Complete step by step answer:
- As we know, atoms of the same element can have different numbers of neutrons in their nucleus. These types of atoms which have the same atomic number and different masses are called isotopes.

-For an isotope, the sum of the numbers of neutrons and protons in the nucleus is called the mass number. This is because of the reason that each proton and each neutron weigh one amu. (atomic mass unit). We can calculate the mass of the atom by adding the number of neutrons and protons and multiplying it by 1 atomic mass unit.
-Another term related to isotopes is the average atomic mass. It is the sum of the masses of an element's isotopes, each multiplied by its natural abundance. Average atomic mass can be given by the equation
Average atomic mass = $\sum\limits_{i=1}^{n}{{{\left( Atomic\text{ }mass\text{ }of\text{ }an\text{ }isotope \right)}_{i}}\times {{\left( Fractional\text{ }abundance \right)}_{i}}}$

Thus, for calculating the average mass we need to first convert percentages into fraction and it can be easily done by dividing the percentage by 100. Then, multiply the mass number for each isotope by the fraction and then add them together.
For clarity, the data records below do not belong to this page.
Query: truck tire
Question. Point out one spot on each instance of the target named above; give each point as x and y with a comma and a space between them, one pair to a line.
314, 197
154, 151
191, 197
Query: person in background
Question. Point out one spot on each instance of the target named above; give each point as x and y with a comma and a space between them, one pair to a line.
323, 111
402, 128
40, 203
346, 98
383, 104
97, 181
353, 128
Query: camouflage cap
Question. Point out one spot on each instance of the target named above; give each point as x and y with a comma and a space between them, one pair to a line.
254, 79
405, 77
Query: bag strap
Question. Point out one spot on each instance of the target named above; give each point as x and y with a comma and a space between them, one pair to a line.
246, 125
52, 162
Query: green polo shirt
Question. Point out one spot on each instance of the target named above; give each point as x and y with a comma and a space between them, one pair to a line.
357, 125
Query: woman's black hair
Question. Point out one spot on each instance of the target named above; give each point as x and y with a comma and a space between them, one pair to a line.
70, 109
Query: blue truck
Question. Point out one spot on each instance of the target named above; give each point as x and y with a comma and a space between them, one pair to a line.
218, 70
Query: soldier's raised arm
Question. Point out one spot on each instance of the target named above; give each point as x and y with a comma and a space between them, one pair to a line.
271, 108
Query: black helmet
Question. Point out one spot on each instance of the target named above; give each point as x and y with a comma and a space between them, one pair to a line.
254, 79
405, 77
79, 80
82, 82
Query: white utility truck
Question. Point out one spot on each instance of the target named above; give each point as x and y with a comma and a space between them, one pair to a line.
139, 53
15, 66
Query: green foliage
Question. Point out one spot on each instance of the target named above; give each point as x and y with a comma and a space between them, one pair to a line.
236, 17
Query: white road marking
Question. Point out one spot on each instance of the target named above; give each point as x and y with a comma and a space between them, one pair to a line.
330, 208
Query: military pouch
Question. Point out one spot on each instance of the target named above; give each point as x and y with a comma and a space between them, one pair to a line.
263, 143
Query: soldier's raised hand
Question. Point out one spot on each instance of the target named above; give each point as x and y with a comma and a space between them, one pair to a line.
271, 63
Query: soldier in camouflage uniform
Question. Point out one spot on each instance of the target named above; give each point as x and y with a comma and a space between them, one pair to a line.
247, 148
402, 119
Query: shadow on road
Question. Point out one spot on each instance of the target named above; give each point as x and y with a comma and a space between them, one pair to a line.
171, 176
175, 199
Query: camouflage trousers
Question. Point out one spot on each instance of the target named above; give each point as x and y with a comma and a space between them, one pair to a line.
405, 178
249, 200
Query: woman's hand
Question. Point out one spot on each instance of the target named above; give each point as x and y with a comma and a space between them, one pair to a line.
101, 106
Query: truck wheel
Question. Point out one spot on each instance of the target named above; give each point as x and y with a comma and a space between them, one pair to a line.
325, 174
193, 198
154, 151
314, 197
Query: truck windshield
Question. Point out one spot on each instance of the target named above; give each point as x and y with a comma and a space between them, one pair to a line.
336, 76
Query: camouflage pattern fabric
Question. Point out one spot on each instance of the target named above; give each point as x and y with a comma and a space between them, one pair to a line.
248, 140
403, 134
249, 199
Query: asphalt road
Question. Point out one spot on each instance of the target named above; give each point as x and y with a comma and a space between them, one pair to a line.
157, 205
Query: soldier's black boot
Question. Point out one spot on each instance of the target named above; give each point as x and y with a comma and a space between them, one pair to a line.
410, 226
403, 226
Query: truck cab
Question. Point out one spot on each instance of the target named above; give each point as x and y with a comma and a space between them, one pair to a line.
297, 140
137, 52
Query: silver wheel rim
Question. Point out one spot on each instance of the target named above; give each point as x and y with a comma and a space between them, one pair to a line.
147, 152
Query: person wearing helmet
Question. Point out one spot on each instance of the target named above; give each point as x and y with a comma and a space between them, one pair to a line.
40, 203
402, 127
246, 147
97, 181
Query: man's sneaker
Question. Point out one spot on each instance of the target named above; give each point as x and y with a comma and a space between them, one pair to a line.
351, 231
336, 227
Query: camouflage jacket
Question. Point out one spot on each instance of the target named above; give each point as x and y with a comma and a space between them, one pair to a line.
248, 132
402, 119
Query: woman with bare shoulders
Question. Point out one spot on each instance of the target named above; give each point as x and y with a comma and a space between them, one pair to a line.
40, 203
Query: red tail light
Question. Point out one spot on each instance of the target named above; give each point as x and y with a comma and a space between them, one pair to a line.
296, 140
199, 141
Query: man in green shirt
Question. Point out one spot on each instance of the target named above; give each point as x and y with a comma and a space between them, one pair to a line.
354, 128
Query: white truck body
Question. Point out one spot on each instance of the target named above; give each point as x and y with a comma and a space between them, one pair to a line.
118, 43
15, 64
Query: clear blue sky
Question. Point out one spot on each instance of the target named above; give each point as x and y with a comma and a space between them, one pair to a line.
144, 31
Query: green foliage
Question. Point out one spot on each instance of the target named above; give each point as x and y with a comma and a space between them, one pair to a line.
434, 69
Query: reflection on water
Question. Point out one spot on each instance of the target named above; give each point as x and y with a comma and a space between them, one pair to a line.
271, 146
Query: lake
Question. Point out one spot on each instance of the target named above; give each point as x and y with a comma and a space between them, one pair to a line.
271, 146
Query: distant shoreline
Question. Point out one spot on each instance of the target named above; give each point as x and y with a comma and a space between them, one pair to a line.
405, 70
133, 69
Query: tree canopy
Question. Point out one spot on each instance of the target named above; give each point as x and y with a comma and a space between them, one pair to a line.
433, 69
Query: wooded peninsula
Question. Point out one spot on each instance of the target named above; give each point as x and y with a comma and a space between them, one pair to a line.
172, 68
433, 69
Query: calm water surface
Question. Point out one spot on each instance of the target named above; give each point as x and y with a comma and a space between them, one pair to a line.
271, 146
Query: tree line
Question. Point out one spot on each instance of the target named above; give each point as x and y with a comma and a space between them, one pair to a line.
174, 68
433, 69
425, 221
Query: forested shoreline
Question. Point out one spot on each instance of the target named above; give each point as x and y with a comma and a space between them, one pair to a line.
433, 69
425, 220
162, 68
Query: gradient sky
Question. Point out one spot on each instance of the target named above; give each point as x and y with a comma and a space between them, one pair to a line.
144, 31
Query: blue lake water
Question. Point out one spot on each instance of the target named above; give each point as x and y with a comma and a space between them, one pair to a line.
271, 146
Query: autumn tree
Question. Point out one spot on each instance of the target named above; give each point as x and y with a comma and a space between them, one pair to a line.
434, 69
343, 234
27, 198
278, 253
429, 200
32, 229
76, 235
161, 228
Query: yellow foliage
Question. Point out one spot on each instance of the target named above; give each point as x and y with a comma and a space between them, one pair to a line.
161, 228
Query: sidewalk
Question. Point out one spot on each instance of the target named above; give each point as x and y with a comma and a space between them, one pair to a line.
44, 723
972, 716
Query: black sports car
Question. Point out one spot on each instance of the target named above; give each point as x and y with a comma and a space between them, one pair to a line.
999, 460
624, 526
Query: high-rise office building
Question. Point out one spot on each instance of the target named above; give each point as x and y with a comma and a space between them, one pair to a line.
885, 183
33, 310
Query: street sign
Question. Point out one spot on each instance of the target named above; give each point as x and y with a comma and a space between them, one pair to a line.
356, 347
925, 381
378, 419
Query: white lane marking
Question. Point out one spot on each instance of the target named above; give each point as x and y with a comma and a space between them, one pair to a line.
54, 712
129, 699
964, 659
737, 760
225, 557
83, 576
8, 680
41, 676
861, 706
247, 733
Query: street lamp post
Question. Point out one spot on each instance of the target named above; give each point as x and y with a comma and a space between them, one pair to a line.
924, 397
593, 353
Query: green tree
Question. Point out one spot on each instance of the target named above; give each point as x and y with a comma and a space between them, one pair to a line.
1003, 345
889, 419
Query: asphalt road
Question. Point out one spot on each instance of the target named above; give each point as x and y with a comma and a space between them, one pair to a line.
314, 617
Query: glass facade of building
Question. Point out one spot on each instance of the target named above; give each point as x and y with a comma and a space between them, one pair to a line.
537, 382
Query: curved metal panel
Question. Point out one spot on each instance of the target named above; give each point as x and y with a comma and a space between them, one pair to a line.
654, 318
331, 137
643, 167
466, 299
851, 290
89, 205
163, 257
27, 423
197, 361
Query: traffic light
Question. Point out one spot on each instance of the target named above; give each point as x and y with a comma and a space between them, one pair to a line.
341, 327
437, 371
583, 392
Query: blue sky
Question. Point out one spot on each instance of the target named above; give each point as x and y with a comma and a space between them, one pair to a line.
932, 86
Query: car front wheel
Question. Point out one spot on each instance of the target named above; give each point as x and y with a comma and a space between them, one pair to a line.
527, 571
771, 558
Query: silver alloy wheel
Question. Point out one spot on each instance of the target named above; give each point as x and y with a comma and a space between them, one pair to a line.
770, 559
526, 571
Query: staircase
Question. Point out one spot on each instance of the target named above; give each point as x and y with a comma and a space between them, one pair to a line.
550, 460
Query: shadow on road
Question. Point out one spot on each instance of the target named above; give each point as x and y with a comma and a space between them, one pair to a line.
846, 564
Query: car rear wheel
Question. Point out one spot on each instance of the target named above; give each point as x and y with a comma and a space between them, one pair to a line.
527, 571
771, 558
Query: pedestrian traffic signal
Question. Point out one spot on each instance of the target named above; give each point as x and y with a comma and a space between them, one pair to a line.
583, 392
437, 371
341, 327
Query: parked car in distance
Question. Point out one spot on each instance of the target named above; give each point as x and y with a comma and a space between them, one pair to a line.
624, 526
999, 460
- In the given question we are asked to find the mass of the second isotope. Let its value be $x$.
For the first isotope we are given the following details
Mass of isotope 1 = 11 amu
Percentage abundance =80 $$
∴ fractional abundance =0.80
For the second isotope,
Mass of isotope 2 =$x$
Percentage abundance =20 $$
Fractional abundance = 0.20
It's given in the question that the average atomic mass of boron is 10.81 amu. Thus, by substituting all these given details in the above equation we get,

$10.81=\left[ \left( 11\times 0.80 \right)+\left( x\times 0.20 \right) \right]$
$x$ =10.05
So, the correct answer is “Option C”.

Note: The atomic mass units are used instead of grams because it will allow us to compare more easily the relative atomic masses. The carbon-12 is taken as the reference and an atomic mass unit or amu can be defined as mass equal to one twelfth the mass of an atom of carbon-12.